When stack frames are omitted -- -fomit-frame-pointer for GCC --, the function implementation changes essentially to

        subq    $8, %rsp    ; Re-align stack frame, and
                            ; reserve memory for local variables

        ; ... function ...

        addq    $8, %rsp
        ret

Because there is no stack frame (%rbp is used for other purposes, and its value is never pushed to stack), each function call pushes only the return address to the stack, which is an 8-byte quantity, so we need to subtract 8 from %rsp to keep it a multiple of 16. (In general, the value subtracted from and added to %rsp is an odd multiple of 8.)

Function parameters are typically passed in registers. See the ABI link at the beginning of this answer for details, but in short, integral types and pointers are passed in registers %rdi, %rsi, %rdx, %rcx, %r8, and %r9, with floating-point arguments in the %xmm0 to %xmm7 registers.

In some cases you'll see rep ret instead of rep. Don't be confused: the rep ret means the exact same thing as ret; the rep prefix, although normally used with string instructions (repeated instructions), does nothing when applied to the ret instruction. It's just that certain AMD processors' branch predictors don't like jumping to a ret instruction, and the recommended workaround is to use a rep ret there instead.

Finally, I've omitted the red zone above the top of the stack (the 128 bytes at addresses less than %rsp). This is because it is not really useful for typical functions: In the normal have-stack-frame case, you'll want your local stuff to be within the stack frame, to make debugging possible.

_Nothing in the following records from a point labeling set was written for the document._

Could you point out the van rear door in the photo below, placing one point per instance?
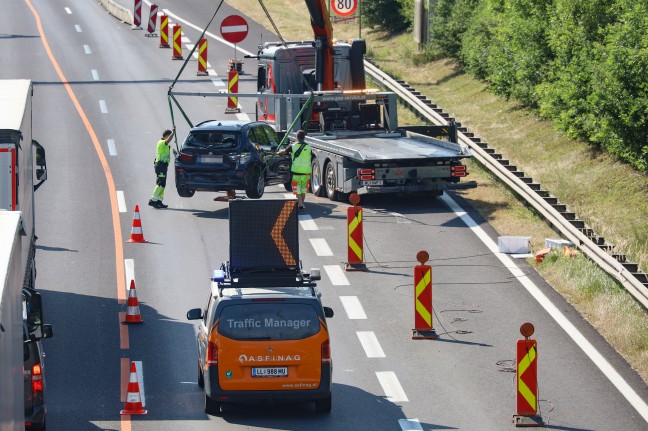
(270, 346)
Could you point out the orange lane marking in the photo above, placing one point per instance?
(123, 332)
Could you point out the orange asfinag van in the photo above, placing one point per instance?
(264, 339)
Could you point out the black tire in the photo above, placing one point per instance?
(256, 186)
(212, 407)
(184, 192)
(201, 377)
(331, 182)
(317, 188)
(323, 405)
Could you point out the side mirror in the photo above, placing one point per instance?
(194, 314)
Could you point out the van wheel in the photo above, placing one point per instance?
(323, 405)
(330, 182)
(201, 377)
(212, 407)
(256, 186)
(317, 188)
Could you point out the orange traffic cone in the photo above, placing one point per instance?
(133, 398)
(137, 234)
(132, 313)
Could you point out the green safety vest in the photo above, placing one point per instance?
(301, 164)
(163, 152)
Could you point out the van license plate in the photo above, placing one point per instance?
(211, 159)
(270, 372)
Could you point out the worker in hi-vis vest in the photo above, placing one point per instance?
(301, 168)
(162, 159)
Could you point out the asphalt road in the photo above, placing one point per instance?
(100, 104)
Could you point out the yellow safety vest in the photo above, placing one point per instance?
(301, 164)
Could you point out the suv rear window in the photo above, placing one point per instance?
(268, 321)
(212, 140)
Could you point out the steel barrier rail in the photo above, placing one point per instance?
(592, 250)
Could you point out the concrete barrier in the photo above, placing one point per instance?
(118, 11)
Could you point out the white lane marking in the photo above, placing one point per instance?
(410, 425)
(370, 344)
(112, 150)
(321, 247)
(580, 340)
(391, 386)
(212, 35)
(307, 222)
(121, 201)
(353, 307)
(129, 271)
(139, 367)
(336, 275)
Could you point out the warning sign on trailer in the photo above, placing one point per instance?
(263, 234)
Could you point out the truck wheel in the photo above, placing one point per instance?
(330, 184)
(256, 186)
(323, 405)
(212, 407)
(184, 192)
(317, 188)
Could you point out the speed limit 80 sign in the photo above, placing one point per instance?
(344, 7)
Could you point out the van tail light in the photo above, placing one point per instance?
(326, 352)
(458, 171)
(212, 353)
(37, 378)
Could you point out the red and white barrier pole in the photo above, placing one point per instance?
(232, 88)
(423, 328)
(526, 378)
(355, 251)
(202, 57)
(177, 43)
(137, 15)
(152, 21)
(164, 31)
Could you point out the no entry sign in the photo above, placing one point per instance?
(234, 28)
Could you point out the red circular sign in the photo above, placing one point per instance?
(344, 7)
(234, 28)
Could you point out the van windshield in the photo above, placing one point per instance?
(268, 321)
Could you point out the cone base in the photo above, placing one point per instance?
(527, 421)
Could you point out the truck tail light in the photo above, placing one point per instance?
(326, 352)
(366, 174)
(212, 353)
(458, 171)
(37, 378)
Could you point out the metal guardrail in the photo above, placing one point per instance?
(575, 230)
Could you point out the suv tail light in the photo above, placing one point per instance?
(326, 352)
(37, 378)
(212, 353)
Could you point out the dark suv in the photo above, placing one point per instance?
(230, 155)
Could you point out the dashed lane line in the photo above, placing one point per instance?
(353, 307)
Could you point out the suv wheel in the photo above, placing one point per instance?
(323, 405)
(256, 186)
(184, 192)
(212, 407)
(317, 188)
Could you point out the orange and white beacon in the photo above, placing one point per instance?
(423, 328)
(526, 378)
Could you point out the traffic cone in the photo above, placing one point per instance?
(137, 234)
(133, 398)
(132, 313)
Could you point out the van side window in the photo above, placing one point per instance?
(268, 321)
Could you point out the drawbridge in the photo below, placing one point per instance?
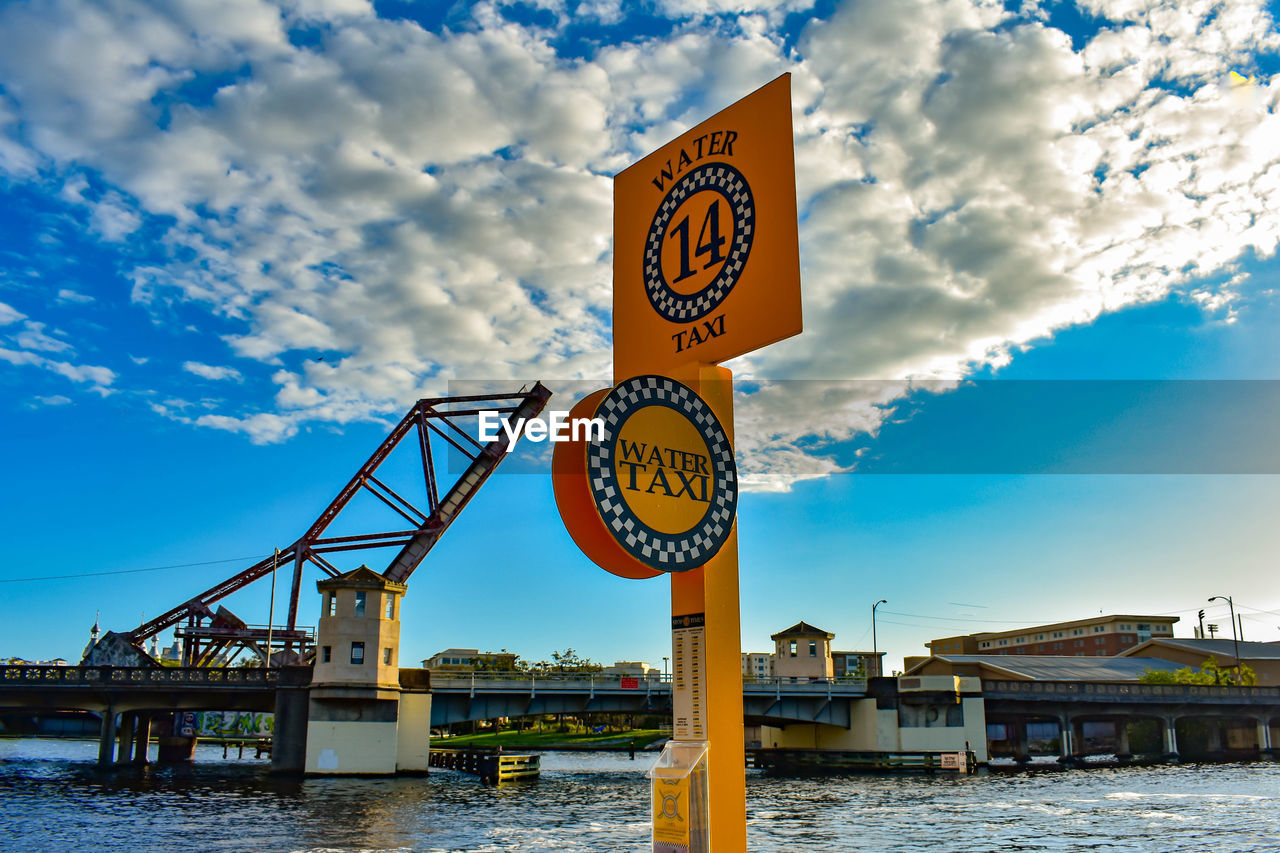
(435, 429)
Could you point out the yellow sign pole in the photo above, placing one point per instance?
(713, 592)
(705, 269)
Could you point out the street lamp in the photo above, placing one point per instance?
(874, 647)
(1235, 639)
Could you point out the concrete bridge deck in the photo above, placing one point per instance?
(458, 697)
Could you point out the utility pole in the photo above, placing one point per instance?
(1235, 637)
(874, 647)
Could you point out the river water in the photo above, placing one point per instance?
(53, 798)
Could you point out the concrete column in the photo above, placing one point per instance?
(1170, 738)
(1121, 730)
(1065, 740)
(289, 733)
(1215, 735)
(142, 739)
(1020, 751)
(126, 738)
(106, 738)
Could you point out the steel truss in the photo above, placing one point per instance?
(206, 633)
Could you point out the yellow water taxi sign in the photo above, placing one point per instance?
(707, 263)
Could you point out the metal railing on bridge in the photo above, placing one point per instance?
(132, 675)
(488, 682)
(1130, 692)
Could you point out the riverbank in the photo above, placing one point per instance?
(635, 739)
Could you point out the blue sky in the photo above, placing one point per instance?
(236, 245)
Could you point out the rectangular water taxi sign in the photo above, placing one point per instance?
(705, 254)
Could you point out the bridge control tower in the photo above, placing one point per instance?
(360, 719)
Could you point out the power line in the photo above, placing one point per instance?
(129, 571)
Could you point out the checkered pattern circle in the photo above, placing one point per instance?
(657, 550)
(730, 183)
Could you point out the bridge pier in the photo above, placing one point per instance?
(106, 738)
(1065, 740)
(1121, 735)
(142, 739)
(124, 739)
(1022, 752)
(1170, 738)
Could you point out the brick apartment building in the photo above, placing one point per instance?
(1097, 637)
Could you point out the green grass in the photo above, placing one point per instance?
(534, 739)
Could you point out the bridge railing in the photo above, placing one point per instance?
(133, 675)
(590, 682)
(1129, 692)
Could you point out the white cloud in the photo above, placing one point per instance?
(112, 219)
(211, 372)
(32, 337)
(76, 297)
(417, 206)
(9, 314)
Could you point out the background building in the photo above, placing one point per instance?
(1097, 637)
(758, 665)
(856, 664)
(1264, 658)
(470, 658)
(803, 651)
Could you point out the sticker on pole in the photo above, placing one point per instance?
(663, 478)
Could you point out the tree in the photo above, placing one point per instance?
(568, 661)
(1210, 673)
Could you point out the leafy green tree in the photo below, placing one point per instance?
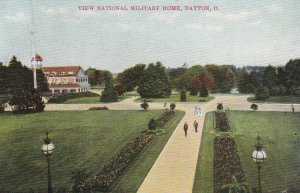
(154, 82)
(183, 96)
(236, 187)
(24, 101)
(98, 77)
(130, 77)
(269, 78)
(145, 105)
(262, 93)
(109, 94)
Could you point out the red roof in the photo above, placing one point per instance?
(64, 86)
(61, 71)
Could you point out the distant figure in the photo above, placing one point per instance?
(196, 126)
(185, 128)
(165, 104)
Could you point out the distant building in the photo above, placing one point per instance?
(66, 79)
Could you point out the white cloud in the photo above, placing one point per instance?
(255, 23)
(130, 27)
(18, 17)
(166, 17)
(275, 8)
(234, 16)
(52, 11)
(207, 28)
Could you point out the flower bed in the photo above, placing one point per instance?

In the omit-stack-frame case, stack alignment requirements already mean we need to subtract 8 from %rsp, so including the memory needed by the local variables in that subtraction costs nothing.


rbp is the frame pointer on x86_64. In your generated code, it gets a snapshot of the stack pointer (rsp) so that when adjustments are made to rsp (i.e. reserving space for local variables or pushing values on to the stack), local variables and function parameters are still accessible from a constant offset from rbp.

A lot of compilers offer frame pointer omission as an optimization option; this will make the generated assembly code access variables relative to rsp instead and free up rbp as another general purpose register for use in functions.

In the case of GCC, which I'm guessing you're using from the AT&T assembler syntax, that switch is -fomit-frame-pointer. Try compiling your code with that switch and see what assembly code you get. You will probably notice that when accessing values relative to rsp instead of rbp, the offset from the pointer varies throughout the function.